I usually like to develop my stories around one big overarching question. In the case of Across the Grooves, this question would be: If you had a choice, would you rather change your past, correcting any regrets or missed opportunities that may haunt you today, or would you rather not look back and focus on improving your future? Thus came the idea of having the plot revolving around a special vinyl record that allows the listener to revisit events from their past and change them, altering their reality in the process.
How will this interactive graphic novel compare to the previous ones you’ve made, Seers Isle and Along the Edge?
We think we’ve developed a certain “style” over our past releases. Our projects exist in a space that’s on the boundary between videogames and comic books (well, European “bande-dessinée” to be accurate). This new project won’t be much different in terms of presentation: a lot of illustrations, very few animations, an emphasis on the text as the main vector of the story.

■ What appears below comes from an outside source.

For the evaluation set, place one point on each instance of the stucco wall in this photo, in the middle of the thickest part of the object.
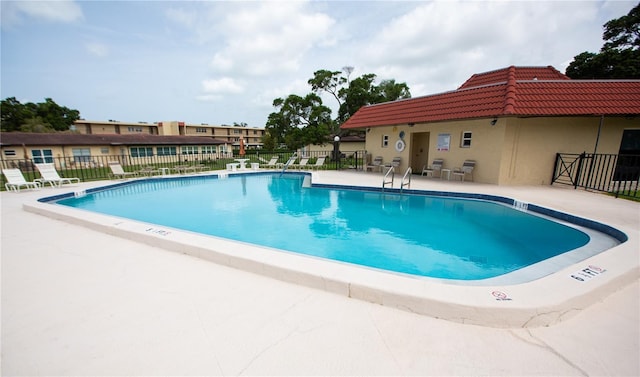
(483, 150)
(531, 144)
(513, 151)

In terms of story and universe, we’re going back to something that will be closer to Along the Edge than to Seers Isle, as Across the Grooves will take place in a contemporary setting with magic-realism elements and adult protagonists.
Do you have a strategy for keeping track of time travel and alternate realities for a clear plot in Across the Grooves? Or is there a desire to make things more ambiguous?

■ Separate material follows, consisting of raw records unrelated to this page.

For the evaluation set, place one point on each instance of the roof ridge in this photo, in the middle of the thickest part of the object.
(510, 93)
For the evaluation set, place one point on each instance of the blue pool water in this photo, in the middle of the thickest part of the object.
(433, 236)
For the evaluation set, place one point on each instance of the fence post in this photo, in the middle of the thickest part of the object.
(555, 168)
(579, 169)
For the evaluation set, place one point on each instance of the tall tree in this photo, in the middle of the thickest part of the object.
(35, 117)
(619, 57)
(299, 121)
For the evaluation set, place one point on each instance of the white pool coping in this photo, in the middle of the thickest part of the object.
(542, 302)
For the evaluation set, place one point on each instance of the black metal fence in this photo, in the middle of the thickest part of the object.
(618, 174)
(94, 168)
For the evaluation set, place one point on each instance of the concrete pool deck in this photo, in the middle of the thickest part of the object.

Well, I’m afraid going into too much detail might spoil some of the story. Hopefully, once you reach one of the endings of the game, the whole plot will make sense to you. However, what I can tell you is that the time-travel element will be revolving more around the emotional journey of the protagonist rather than a complicated temporal loop.
Do you feel like building parallel realities into the story is like a twist on the game concept of branching choices?

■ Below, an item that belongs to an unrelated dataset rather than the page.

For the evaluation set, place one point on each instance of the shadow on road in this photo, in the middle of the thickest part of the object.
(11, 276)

Well, I would rather say it’s a nice narrative tool. It helps us create very different situations, and it should emphasize the impact of the decisions the player makes over the course of the story. To be precise, I mostly think it is a twist on the concept we first developed in Along the Edge, with a main protagonist evolving physically and psychologically according to the player input. In Along the Edge, the changes were very gradual and logical.
Here, you’re allowed to alter an important event in your own past and skip back to the present, making the changes more brutal and encompassing, quite akin to the idea of the “butterfly effect.” The reader may even have the opportunity to explore drastically different versions of Alice in the same playthrough, if he desires so.
The shifting soundtrack has been highlighted as a key feature, and it’s also supported by the elements of music inherent in the game’s title and story. Could you talk more about how the music will react to your choices?
There are two kinds of music in Across the Groove. For most of the game, the soundtrack is composed of diegetic and nondiegetic music, as well as some light sound effects to help set up the atmosphere. To give you examples, you may have a piano solo piece when Alice, the main character, is brooding over what to do next in her journey. When she enters a record shop and the stereo is blaring out some garage rock song, you might actually hear what she hears in the soundtrack. Our goal is always to either accentuate the mood of a particular scene or help ground the ambiance of a place.
However, there are also moments when the music is the main focus, and that’s when Alice listens to the vinyl record that allows her to change her past. During these scenes, the text is also sung in the soundtrack and the style of the music you hear will depend on the choices you’ve made earlier in the game.
What influenced the soundtrack?
The story being set in the world of rare record collectors, we decided to focus on styles of music that would be most prized by these collectors. Therefore, the soundtrack will refer mostly to psychedelic rock and folk, hard bop, and modal jazz, as well as more contemporary indie/alternative rock and pop.
What are your hopes for Across the Grooves?
Our hopes are the same as in any creative endeavour. We hope our story will resonate with our readers, we hope that most of them enjoy their time while reading it. On a more down to earth note, we also hope that Across the Grooves is successful enough to help finance the game that will come after it, allowing us to go on doing what we love.